From: "Huang, Ying" <ying.huang@intel.com>
To: Ravi Jonnalagadda <ravis.opensrc@micron.com>
Cc: <akpm@linux-foundation.org>, <aneesh.kumar@linux.ibm.com>,
<apopple@nvidia.com>, <dave.hansen@intel.com>,
<gourry.memverge@gmail.com>, <gregkh@linuxfoundation.org>,
<gregory.price@memverge.com>, <hannes@cmpxchg.org>,
<linux-cxl@vger.kernel.org>, <linux-kernel@vger.kernel.org>,
<linux-mm@kvack.org>, <mhocko@suse.com>, <rafael@kernel.org>,
<shy828301@gmail.com>, <tim.c.chen@intel.com>,
<weixugc@google.com>
Subject: Re: [RFC PATCH v3 0/4] Node Weights and Weighted Interleave
Date: Thu, 02 Nov 2023 14:41:03 +0800 [thread overview]
Message-ID: <87a5rw1wu8.fsf@yhuang6-desk2.ccr.corp.intel.com> (raw)
In-Reply-To: <20231101092923.283-1-ravis.opensrc@micron.com> (Ravi Jonnalagadda's message of "Wed, 1 Nov 2023 14:59:23 +0530")

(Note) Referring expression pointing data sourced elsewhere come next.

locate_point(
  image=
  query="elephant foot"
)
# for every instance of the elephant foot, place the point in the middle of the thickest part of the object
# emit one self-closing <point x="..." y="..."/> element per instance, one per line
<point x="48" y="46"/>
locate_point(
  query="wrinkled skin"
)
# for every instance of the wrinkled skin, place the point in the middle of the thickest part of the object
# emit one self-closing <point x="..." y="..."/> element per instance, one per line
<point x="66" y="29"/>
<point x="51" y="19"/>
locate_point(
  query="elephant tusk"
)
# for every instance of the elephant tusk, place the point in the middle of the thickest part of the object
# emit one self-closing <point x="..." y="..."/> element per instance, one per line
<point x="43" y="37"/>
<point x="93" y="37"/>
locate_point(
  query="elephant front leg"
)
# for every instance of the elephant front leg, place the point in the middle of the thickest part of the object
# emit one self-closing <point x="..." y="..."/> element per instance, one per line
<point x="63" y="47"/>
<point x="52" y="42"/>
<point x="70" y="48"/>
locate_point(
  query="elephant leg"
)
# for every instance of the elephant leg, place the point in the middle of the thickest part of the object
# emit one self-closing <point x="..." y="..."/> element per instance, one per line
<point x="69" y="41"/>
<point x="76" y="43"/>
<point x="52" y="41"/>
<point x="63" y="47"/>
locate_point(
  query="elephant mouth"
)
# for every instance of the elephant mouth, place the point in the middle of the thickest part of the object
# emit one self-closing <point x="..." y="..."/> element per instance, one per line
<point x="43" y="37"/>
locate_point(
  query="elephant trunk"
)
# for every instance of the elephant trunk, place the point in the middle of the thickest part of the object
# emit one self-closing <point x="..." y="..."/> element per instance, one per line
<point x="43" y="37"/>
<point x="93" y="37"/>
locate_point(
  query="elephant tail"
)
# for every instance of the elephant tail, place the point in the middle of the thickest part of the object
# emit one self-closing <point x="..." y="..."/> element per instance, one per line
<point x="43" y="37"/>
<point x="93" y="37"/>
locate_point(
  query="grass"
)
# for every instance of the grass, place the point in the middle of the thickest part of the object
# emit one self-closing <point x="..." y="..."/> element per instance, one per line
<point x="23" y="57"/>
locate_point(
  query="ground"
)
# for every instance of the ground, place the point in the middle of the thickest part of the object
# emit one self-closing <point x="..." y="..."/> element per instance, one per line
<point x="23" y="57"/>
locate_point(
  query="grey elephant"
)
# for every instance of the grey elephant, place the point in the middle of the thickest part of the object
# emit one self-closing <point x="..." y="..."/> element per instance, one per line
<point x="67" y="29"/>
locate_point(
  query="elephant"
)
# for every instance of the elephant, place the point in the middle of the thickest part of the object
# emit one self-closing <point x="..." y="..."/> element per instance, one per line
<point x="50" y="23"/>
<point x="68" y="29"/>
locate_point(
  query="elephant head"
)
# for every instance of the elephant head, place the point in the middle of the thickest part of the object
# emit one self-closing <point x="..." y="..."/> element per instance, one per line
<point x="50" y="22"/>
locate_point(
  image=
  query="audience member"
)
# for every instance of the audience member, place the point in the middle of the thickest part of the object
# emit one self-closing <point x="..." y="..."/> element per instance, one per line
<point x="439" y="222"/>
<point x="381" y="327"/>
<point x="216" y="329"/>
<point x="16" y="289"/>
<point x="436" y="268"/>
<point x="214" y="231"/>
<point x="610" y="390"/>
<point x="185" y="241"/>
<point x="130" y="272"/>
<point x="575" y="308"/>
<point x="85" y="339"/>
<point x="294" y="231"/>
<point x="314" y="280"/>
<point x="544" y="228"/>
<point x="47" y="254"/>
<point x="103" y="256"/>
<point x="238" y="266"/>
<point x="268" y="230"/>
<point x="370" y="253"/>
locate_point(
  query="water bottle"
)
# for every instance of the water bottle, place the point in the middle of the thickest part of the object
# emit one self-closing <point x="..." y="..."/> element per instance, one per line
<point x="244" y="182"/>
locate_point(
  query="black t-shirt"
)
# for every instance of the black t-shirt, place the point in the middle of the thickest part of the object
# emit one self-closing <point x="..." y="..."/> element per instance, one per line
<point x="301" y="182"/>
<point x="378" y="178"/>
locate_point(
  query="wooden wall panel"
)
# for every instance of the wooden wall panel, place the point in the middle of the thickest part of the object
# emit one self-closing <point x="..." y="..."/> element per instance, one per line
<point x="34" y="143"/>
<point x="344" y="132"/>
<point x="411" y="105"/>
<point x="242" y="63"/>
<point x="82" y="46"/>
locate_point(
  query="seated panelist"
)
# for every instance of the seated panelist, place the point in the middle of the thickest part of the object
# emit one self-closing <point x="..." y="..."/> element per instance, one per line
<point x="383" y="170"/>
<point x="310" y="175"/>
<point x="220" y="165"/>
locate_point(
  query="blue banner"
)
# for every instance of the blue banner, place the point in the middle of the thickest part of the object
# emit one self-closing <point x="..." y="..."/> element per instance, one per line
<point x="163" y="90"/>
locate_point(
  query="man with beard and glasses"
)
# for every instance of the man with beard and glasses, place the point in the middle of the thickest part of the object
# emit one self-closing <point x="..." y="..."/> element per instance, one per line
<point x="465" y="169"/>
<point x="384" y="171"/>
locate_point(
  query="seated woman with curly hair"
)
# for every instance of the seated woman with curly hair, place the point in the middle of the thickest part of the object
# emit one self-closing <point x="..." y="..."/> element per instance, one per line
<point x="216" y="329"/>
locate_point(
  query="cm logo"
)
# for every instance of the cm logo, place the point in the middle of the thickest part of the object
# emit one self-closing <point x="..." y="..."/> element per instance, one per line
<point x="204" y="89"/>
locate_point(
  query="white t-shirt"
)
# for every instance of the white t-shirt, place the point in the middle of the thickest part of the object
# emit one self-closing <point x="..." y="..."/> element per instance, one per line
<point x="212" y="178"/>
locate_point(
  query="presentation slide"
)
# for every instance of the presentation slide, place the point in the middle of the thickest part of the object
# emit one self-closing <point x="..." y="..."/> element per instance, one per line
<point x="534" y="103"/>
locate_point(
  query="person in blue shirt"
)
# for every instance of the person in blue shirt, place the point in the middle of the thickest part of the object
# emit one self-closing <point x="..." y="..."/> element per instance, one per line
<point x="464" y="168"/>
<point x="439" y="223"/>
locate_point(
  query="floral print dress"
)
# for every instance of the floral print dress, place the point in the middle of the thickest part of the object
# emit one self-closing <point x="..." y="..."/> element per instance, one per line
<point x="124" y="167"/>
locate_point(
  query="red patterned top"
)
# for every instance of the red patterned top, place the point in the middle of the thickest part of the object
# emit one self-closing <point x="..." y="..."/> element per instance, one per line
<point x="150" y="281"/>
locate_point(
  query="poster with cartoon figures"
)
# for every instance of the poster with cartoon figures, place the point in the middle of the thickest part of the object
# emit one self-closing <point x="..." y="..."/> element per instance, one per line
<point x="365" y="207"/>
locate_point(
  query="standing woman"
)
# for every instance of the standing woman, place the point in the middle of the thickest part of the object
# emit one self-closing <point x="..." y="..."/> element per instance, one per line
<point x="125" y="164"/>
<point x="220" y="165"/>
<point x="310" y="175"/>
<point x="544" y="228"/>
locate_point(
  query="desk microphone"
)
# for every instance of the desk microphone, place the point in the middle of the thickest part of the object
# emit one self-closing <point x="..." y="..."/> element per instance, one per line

Ravi Jonnalagadda <ravis.opensrc@micron.com> writes:
>>> On Tue, Oct 31, 2023 at 04:56:27PM +0100, Michal Hocko wrote:
>>>> On Tue 31-10-23 11:21:42, Johannes Weiner wrote:
>>>> > On Tue, Oct 31, 2023 at 10:53:41AM +0100, Michal Hocko wrote:
>>>> > > On Mon 30-10-23 20:38:06, Gregory Price wrote:
>>
>>[snip]
>>
>>>>
>>>> > This hopefully also explains why it's a global setting. The usecase is
>>>> > different from conventional NUMA interleaving, which is used as a
>>>> > locality measure: spread shared data evenly between compute
>>>> > nodes. This one isn't about locality - the CXL tier doesn't have local
>>>> > compute. Instead, the optimal spread is based on hardware parameters,
>>>> > which is a global property rather than a per-workload one.
>>>>
>>>> Well, I am not convinced about that TBH. Sure it is probably a good fit
>>>> for this specific CXL usecase but it just doesn't fit into many others I
>>>> can think of - e.g. proportional use of those tiers based on the
>>>> workload - you get what you pay for.
>>>>
>>>> Is there any specific reason for not having a new interleave interface
>>>> which defines weights for the nodemask? Is this because the policy
>>>> itself is very dynamic or is this more driven by simplicity of use?
>>>
>>> A downside of *requiring* weights to be paired with the mempolicy is
>>> that it's then the application that would have to figure out the
>>> weights dynamically, instead of having a static host configuration. A
>>> policy of "I want to be spread for optimal bus bandwidth" translates
>>> between different hardware configurations, but optimal weights will
>>> vary depending on the type of machine a job runs on.
>>>
>>> That doesn't mean there couldn't be usecases for having weights as
>>> policy as well in other scenarios, like you allude to above. It's just
>>> so far such usecases haven't really materialized or spelled out
>>> concretely. Maybe we just want both - a global default, and the
>>> ability to override it locally.
>>
>>I think that this is a good idea. The system-wise configuration with
>>reasonable default makes applications life much easier. If more control
>>is needed, some kind of workload specific configuration can be added.
>
> Glad that we are in agreement here. For bandwidth expansion use cases
> that this interleave patchset is trying to cater to, most applications
> would have to follow the "reasanable defaults" for weights.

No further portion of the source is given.